The old ka'id was dead, of course. As a much-applauded gesture of courtesy the king had allowed him to take his own life rather than face public execution. This death, too, was only normal: it was not considered a wise idea for new monarchs to allow generals to continue in power, or even remain alive. It was one of the inherent risks that came with accepting a position of high command in an army in Al-Rassan.
Even the outlaw Tarif ibn Hassan, the terror of merchants on the southern roads and all lawful tax collectors, seemed to have decided to turn his attentions elsewhere this season. He had eschewed his chronic, debilitating raids from impregnable Arbastro into the Cartadan hinterlands in favor of a genuinely spectacular action in Ragosan territory to the north.
Talk of that affair continued through the winter as hardy travellers and merchants straggled into the city with newer versions of the story. It appeared that ibn Hassan had actually managed to seize the first-ever parias tribute from Fibaz to Jalona, slaughtering the entire Jaddite party in the process. An astonishing coup in every respect. Another strand to the forty-year legend.
The embarrassment to Ragosa—since King Badir had authorized the payment in the first place—was extreme, and so were the economic and military implications. Some of the more free-spoken of those drinking in the taverns of Cartada that winter offered the view that the Jalonans might even ride south in numbers come spring, to teach Fibaz a lesson. Which meant, to teach Badir of Ragosa a lesson.
That was someone else's problem, the drinkers agreed. For once ibn Hassan had caused real trouble elsewhere. Wouldn't it be nice if the aged jackal obligingly died soon? Wasn't he old enough, already? There was good land around Arbastro, where a loyal courtier of the new king of Cartada might one day find himself with, say, a small castle and a crown-bestowed estate to manage and defend.
Winter was a time for dreaming, among other things.
The new king of Cartada had neither the leisure nor the disposition to share in such dreams. An edgy, precise man, very much the son of his father—though both would have denied that—Almalik II knew too much that his citizens did not and his own winter, accordingly, encompassed little of the optimism of theirs.
Not that this was unusual for kings.
He knew his brother was with the Muwardis in the desert, with the blessings and hopes of the wadjis accompanying him. He knew with certainty what Hazem would be suggesting. He had no way of knowing how the proposals would be received by Yazir ibn Q'arif.

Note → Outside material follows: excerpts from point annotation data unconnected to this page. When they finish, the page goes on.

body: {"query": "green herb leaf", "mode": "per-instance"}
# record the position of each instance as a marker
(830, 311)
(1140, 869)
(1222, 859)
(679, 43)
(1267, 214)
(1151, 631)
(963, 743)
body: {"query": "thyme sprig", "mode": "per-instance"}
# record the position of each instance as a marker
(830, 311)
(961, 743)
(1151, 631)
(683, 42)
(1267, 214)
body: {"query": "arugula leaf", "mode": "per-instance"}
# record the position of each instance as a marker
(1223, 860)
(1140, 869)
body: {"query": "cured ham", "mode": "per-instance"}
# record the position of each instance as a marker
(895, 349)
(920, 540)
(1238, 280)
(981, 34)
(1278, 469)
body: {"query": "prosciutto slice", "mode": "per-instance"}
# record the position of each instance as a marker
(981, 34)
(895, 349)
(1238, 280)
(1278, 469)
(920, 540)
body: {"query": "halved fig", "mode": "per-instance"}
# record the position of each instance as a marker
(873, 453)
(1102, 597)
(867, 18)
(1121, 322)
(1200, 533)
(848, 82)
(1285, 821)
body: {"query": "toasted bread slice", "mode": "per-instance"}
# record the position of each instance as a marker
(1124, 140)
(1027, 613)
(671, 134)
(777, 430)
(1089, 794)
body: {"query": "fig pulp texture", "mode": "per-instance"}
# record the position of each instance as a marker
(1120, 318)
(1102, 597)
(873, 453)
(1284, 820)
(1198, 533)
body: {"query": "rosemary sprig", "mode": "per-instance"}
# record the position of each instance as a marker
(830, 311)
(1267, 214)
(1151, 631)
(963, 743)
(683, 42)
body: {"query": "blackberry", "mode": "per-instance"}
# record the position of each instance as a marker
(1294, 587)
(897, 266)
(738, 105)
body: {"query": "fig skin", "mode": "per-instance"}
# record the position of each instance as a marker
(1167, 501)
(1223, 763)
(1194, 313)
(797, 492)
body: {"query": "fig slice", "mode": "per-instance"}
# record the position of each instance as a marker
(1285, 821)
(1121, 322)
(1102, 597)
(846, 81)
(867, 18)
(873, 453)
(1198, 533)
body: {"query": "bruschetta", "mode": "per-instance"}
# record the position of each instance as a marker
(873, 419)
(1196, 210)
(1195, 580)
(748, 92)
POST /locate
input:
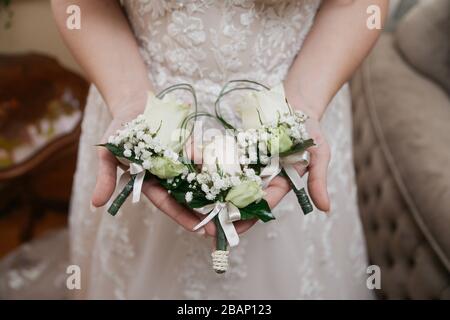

The transition from a strong king to his successor was always a dangerous time.
He made a point of pausing in his business to pray each time the bells rang during the day. He summoned the most prominent of the wadjis of Cartada and listened to their list of complaints. He lamented with them that his beloved father—a Believer of course, but a secular man—had let their great city slip some distance from the Laws of Ashar. He promised to take regular counsel with them. He ordered a notorious street of Jaddite prostitutes to be cleared immediately and a new temple built there, with gardens and a residence for the wadjis.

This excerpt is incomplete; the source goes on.